Choucair began her training as an artist by studying with landscape painters in Lebanon. She then moved to Paris for three years, where she worked in Léger's studio and surrounded herself with members of the Atelier d'Art Abstrait. She developed an interest in Modernist architecture, and visited Corbusier's Unité d'habitation while it was under construction, photographing the repetitive concrete structure and colourful interiors.
Indeed Choucair's early paintings took on Modernist themes, combining these with her in depth knowledge of Arabic visual language. The works considered the repetition and movement of lines and curves, while balancing forms and colours in controlled, energetic compositions. However her explorations of these ideas did not stop at painting, and it is her experiments in sculpture which speak directly of her architectural sensibility.

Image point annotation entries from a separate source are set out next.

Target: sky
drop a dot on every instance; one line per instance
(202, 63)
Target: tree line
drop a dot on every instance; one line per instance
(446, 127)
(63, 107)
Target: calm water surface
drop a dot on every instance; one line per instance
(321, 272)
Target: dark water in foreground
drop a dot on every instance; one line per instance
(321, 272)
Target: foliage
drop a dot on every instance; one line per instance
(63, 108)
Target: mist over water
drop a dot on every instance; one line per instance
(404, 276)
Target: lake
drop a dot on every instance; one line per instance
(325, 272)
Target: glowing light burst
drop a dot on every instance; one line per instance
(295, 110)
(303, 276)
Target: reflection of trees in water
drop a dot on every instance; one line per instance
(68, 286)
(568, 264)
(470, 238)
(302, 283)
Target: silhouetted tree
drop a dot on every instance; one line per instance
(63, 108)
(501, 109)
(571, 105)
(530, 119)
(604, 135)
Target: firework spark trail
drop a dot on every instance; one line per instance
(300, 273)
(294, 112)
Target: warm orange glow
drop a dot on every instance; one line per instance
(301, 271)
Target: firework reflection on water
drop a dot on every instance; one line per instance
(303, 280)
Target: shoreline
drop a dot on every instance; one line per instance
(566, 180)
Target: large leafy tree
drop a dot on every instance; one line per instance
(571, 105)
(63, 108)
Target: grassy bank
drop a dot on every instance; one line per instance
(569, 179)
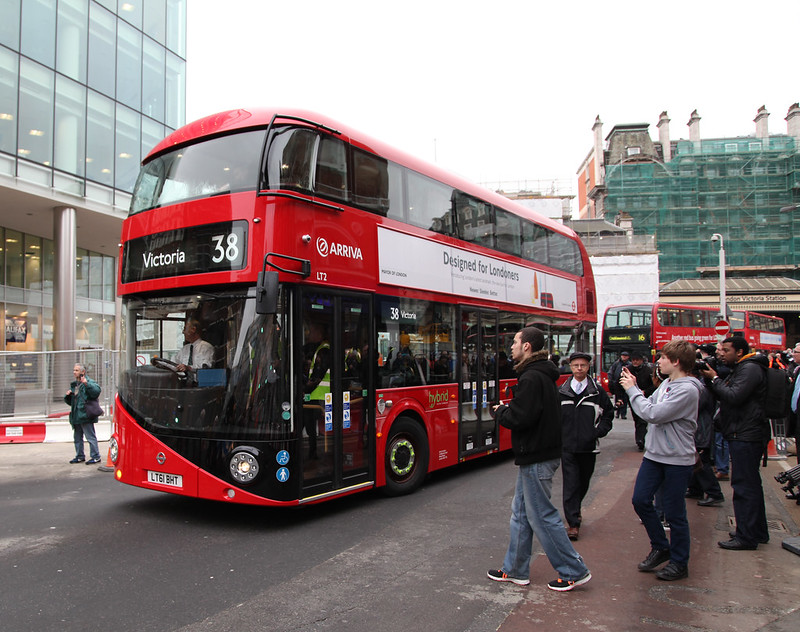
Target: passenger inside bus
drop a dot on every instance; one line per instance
(317, 375)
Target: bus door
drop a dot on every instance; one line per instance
(335, 380)
(478, 381)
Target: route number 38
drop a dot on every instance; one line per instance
(228, 250)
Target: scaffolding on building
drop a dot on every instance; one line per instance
(745, 188)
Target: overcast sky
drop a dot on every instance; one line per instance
(504, 90)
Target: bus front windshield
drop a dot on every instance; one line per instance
(628, 317)
(226, 164)
(207, 366)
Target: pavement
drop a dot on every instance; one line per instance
(726, 590)
(737, 591)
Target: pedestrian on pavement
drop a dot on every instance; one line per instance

This preoccupation with modularity and repetition became integral to Choucair's sculptural works. Infinite Structure is a stacked tower of tufa stone blocks, which are punctuated by rectangular or circular holes. These are arranged in unique compositions, balancing similarity with difference, and repetition with deviation from the standard. The sculpture rises to 2.5 meters tall when arranged vertically, with each piece reading as if an apartment in a tower block. While the architecture is repeated floor by floor, the life inside the tower is different at every level.
Choucair's Poems series developed this idea. These sculptures can be stacked and restacked into new configurations. As the artist herself explained, each part of the sculpture is like a stanza of Arabic poetry, in that it may stand alone or interlock with others to be read as a whole.
The assembled sculptures are deliberately ambiguous in terms of scale. They can be seen both as abstract art pieces, and model prototypes for large-scale high-rise blocks. Sculpture with a Thousand Pieces is perhaps most recognisable as a high-rise tower, with the horizontal banding of what may be floor slabs, and the vertical repetition of brise soleil across the facade. And yet Choucair adopted this model as a lamp at her apartment, with a bulb hung in the centre of the structure. What could be a tower becomes a piece of domestic furniture.
Whether Choucair's sculptures are intended as architectural prototypes, or as abstract compositions, they speak of an interior life, disrupting the module and creating art that, like architecture, is always in the making. Art, Choucair once said, should be a living, architectural reality.